Les premiers jours du mois de juin ont vu fleurir, outre les premières roses pré-estivales, moult propositions pour soutenir les enfants de 6ème primaire à se préparer à l’épreuve qui permet de décrocher une place en 1ère secondaire.
Particulièrement la presse « écrite » (la DH, la Libre, le Soir, Vers l’Avenir…) qui propose des suppléments ou des possibilités via leur site Internet de se tester et d’évaluer son niveau en français, math et en éveil.
Petit conseil complémentaire du Soir, si vous n’aviez pas compris que les évaluations servent non pas à soutenir les élèves, mais bien à les classer : « Mieux vaut avoir obtenu dans les 80 à 90 % pour bien débuter les secondaires »… Et, comme chacun sait, après les secondaires, l’université, et
après l’université… le marché du travail.
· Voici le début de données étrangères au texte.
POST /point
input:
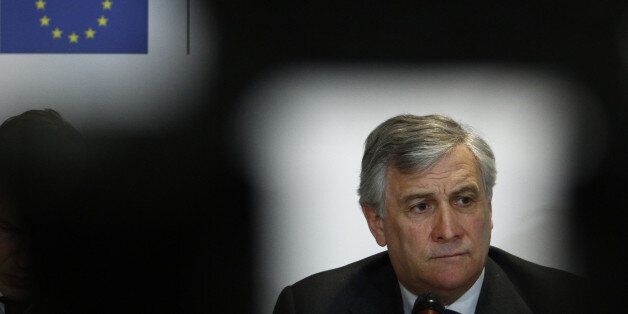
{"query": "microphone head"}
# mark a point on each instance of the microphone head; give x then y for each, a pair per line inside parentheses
(428, 301)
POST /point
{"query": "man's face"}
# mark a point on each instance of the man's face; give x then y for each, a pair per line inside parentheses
(437, 225)
(15, 280)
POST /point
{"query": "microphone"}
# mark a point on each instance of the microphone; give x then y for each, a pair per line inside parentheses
(428, 303)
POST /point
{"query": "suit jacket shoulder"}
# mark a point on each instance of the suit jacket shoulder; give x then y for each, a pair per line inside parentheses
(511, 285)
(519, 286)
(366, 286)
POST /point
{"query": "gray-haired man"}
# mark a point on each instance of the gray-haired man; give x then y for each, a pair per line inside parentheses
(425, 190)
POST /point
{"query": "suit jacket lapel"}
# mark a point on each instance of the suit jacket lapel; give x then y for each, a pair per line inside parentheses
(499, 294)
(378, 291)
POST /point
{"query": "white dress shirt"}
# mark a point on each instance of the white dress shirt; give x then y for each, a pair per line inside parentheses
(465, 304)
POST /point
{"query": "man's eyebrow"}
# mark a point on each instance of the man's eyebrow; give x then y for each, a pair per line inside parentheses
(469, 187)
(416, 195)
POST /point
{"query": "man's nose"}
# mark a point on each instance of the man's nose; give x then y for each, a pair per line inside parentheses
(446, 227)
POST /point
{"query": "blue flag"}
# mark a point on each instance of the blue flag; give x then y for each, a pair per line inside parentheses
(74, 26)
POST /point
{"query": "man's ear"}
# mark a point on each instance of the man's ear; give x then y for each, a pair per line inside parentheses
(490, 212)
(376, 224)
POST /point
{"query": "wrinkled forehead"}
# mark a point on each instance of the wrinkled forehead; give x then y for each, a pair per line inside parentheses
(458, 166)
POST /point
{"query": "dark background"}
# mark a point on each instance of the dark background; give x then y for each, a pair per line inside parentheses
(169, 226)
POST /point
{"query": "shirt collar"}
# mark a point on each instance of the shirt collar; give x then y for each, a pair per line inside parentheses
(465, 304)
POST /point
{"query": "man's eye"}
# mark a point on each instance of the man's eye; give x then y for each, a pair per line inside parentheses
(464, 201)
(420, 207)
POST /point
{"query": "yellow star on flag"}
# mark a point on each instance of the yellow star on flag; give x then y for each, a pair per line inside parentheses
(102, 21)
(73, 38)
(56, 33)
(45, 21)
(106, 5)
(89, 33)
(40, 4)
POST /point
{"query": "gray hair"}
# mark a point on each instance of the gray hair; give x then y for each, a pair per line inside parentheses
(416, 143)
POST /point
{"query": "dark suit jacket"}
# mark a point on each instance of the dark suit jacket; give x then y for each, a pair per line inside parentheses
(511, 285)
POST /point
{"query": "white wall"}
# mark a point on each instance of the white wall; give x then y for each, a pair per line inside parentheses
(305, 127)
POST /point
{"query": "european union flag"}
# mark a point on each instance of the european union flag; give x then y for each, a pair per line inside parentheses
(74, 26)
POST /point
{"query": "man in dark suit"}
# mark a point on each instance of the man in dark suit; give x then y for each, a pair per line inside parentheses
(425, 191)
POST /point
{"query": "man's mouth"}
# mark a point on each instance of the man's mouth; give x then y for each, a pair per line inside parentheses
(450, 255)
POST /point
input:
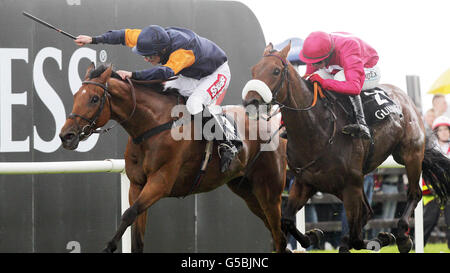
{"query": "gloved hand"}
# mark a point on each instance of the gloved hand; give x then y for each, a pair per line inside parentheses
(316, 78)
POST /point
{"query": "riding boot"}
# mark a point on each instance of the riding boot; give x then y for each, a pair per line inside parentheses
(227, 150)
(360, 128)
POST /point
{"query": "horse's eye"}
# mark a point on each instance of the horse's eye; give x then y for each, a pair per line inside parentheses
(95, 99)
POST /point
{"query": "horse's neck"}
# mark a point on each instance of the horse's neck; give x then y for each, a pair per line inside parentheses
(305, 127)
(152, 109)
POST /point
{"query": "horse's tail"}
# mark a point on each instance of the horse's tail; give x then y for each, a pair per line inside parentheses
(436, 170)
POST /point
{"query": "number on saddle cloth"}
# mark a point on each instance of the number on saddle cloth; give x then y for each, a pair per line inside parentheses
(378, 105)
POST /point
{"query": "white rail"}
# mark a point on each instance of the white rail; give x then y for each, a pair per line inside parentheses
(100, 166)
(118, 166)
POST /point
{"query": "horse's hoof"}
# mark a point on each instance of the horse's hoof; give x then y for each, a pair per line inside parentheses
(106, 250)
(386, 238)
(344, 249)
(404, 245)
(315, 236)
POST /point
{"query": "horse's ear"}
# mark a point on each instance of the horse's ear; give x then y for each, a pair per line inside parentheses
(285, 51)
(268, 49)
(106, 74)
(88, 71)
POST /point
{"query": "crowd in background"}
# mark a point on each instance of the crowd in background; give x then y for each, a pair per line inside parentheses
(435, 124)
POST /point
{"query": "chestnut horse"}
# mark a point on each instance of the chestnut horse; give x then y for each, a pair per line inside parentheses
(161, 166)
(326, 160)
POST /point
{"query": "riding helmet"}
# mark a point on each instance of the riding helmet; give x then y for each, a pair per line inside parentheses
(317, 47)
(151, 41)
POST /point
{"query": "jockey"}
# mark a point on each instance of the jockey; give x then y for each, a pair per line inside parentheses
(201, 66)
(345, 64)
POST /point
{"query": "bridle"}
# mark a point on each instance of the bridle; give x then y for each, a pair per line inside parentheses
(285, 77)
(88, 129)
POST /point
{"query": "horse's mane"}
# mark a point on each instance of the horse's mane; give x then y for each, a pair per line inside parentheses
(155, 86)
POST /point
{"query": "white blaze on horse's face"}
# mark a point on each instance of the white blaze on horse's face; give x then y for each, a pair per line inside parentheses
(259, 87)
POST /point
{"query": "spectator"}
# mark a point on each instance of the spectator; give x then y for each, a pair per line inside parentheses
(428, 118)
(432, 208)
(440, 106)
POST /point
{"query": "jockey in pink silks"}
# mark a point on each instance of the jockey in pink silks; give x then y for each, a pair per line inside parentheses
(344, 64)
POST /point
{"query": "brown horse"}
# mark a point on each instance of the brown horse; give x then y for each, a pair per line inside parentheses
(326, 160)
(160, 166)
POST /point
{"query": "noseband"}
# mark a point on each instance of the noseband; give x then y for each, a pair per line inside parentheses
(88, 129)
(285, 77)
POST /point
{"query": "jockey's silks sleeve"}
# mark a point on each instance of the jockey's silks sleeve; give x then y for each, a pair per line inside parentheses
(157, 72)
(126, 37)
(180, 59)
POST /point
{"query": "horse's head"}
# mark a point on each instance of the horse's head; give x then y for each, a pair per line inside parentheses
(91, 109)
(268, 75)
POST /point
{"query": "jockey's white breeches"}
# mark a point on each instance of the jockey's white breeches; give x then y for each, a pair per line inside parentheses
(204, 92)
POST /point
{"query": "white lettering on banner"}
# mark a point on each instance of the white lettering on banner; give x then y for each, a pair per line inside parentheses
(8, 99)
(49, 97)
(46, 93)
(75, 83)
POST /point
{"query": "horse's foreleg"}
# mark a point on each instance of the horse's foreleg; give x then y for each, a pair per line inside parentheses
(157, 186)
(298, 196)
(271, 217)
(414, 194)
(138, 227)
(357, 215)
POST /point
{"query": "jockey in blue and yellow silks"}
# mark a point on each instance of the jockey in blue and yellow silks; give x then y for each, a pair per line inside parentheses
(201, 66)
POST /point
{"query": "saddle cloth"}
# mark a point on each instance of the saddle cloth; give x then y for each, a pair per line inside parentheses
(378, 105)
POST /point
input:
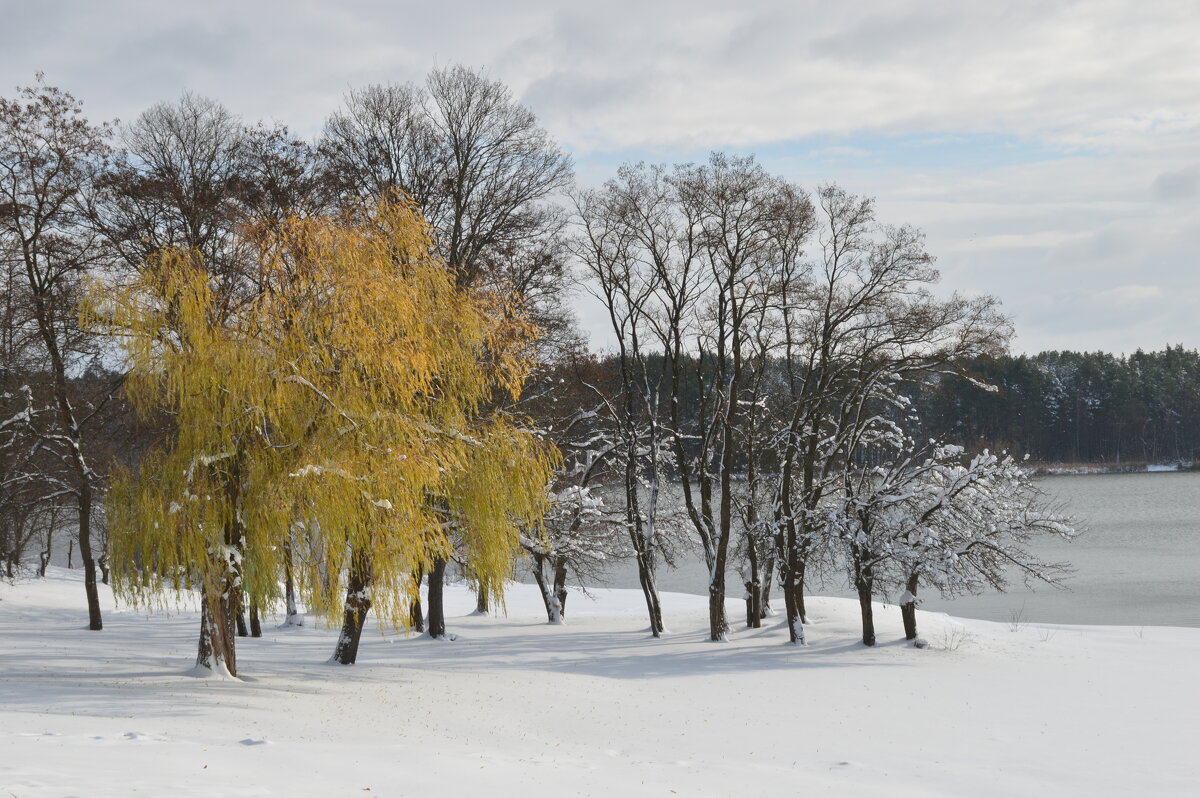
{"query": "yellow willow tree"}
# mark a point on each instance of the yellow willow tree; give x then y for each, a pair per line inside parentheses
(345, 395)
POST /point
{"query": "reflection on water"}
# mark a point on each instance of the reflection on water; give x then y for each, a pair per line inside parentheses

Enfin, pour peu qu’il y ait encore un peu de travail à ce moment-là…
Jouant sur l’inquiétude des parents quant au devenir de leurs petites têtes blondes (brunes, rousses, châtaines, noires…) au moment où des prémisses d’acné apparaissent, la presse tient là un joli filon pour vendre du papier et des encarts publicitaires sur leur site Internet. Même les maisons d’éditions des manuels scolaires se sont lancées sur ce marché florissant en vendant des cahiers de révision ou en proposant des services payants en ligne1. À croire que les manuels utilisés durant l’année ne suffiraient pas à l’acquisition de la matière…
Nous devrions nous réjouir que la réussite des enfants mobilise la société tout entière, en ce compris La Presse, notre garante de la démocratie, comme nous l’ont brutalement rappelé les attentats de Charlie Hebdo2…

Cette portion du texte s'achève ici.